The loss and probably last-place finish in the division does give them an easy schedule. On paper.
Last week we asked about silver linings in the 49er’s frustratingly disappointing 2024 season. Even then, there must be some positives after the consequences of their Friday night loss to the Los Angeles Rams.
One of them is the schedule. If the 49ers’ last-place position holds up for the remainder of the season, they would get the last-place schedule—on paper, anyway.
There’s still a lot of football to be played, and we do not want them to actively start losing for either this or a better draft pick. That is not a culture you want on a football team.
But we are fans. Once we are done with “The Quest for Pick No. 6” and back to the regularly scheduled “Quest for Six,” there’s the matter of the schedule. If things hold up, the 49ers will get the last-place schedule for 2025.
To get more detailed, per Pro Football Reference, if the season ended today, the 49ers would have their two-game series against their NFC West opponents along with:
- Atlanta Falcons
- Carolina Panthers
- New Orleans Saints
- Tampa Bay Buccaneers
- Indianapolis Colts
- Houston Texans
- Jacksonville Jaguars
- Tennessee Titans
Then, there is one opponent from the NFC North, NFC East, and AFC North each.

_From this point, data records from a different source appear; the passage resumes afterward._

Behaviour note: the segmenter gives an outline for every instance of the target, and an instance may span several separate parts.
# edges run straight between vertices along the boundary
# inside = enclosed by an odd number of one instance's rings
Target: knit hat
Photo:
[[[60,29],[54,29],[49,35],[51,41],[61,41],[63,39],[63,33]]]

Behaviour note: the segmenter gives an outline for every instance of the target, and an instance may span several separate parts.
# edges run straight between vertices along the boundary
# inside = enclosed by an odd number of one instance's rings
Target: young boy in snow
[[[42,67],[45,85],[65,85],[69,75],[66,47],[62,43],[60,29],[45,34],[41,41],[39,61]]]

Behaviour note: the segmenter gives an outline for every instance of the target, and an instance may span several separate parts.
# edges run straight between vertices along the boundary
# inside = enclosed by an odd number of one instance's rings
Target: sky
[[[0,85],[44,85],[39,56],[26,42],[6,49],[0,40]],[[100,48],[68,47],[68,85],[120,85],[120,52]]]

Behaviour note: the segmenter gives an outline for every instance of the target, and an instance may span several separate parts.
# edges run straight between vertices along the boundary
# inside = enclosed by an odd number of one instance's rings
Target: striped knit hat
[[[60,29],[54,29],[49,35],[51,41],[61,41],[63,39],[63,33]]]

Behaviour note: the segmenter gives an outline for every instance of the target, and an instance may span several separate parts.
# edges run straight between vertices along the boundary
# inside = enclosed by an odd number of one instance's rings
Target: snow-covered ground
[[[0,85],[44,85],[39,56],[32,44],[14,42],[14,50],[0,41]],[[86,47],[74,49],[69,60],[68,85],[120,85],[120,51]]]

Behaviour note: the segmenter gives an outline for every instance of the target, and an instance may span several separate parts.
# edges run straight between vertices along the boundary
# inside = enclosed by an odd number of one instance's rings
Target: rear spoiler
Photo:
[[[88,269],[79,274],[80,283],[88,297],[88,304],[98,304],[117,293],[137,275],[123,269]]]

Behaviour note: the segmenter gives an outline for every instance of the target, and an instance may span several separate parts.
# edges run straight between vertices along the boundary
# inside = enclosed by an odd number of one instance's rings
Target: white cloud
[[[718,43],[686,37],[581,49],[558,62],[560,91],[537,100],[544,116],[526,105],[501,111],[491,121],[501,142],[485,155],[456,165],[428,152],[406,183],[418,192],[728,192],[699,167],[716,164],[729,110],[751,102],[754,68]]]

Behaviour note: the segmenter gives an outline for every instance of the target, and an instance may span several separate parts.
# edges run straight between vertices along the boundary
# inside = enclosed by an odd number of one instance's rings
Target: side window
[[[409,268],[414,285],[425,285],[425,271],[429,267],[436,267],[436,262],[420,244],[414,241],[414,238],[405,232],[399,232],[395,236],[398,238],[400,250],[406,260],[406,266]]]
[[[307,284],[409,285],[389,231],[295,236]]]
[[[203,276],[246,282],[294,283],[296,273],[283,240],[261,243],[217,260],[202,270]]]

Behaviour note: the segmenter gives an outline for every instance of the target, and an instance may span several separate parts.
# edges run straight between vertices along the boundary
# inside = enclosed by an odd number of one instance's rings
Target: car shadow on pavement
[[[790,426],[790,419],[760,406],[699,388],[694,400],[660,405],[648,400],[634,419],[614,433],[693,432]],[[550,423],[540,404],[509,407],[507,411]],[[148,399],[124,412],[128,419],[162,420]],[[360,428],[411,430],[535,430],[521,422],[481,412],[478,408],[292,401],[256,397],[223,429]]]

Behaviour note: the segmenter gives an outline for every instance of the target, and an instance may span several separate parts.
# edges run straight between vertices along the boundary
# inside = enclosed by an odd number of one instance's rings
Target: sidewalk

The 49ers have capitalized on this in the Kyle Shanahan era. If you remember, in 2018, Jimmy Garoppolo was lost for the season due to a knee injury in Week 3. This thrust the 49ers into a race for the first pick in the 2019 draft. That following season, they snagged the first seed in the NFC and went all the way to the Super Bowl.
So that’s “easier.” I put that in quotes because you never know how good a team is the following season until about Week 3 or Week 4. And it’s not like the 49ers get all the subpar teams from the year before. Some teams, like the Texans, might be coming off a postseason run in 2023.
You also have to consider the NFL’s love of scheduling the 49ers twice for the Thursday Night Football gauntlet, hurting them in the rest differential metric department—something the 49ers have been slapped with for two consecutive seasons. People are talking about it a bit more after some other quarterback on another team admitted he didn’t like playing games on short rest. There’s also the travel distance, something the 49ers are often among the worst beneficiaries of.
In any case, we’ll gladly take something more manageable than the current Dark Souls-like difficulty of the Buffalo Bills, Kansas City Chiefs, Detroit Lions, and others.
Of course, the 49ers could always win out, the Arizona Cardinals could lock up last place, and all of this is irrelevant. And considering the Cardinals were the ones who stood in the way of the 49ers getting the first pick in the 2019 draft (the 49ers were only one of two teams they beat that year), that seems rather fitting to happen now.
But it’s important to stress that winning is better in the long run. Forget schedules, draft picks, and all that. You want the 49ers to keep winning (well, smart winning, don’t injure your best players) because that’s the culture of that team.
But as a fan! Yes, give us the “easy” mode.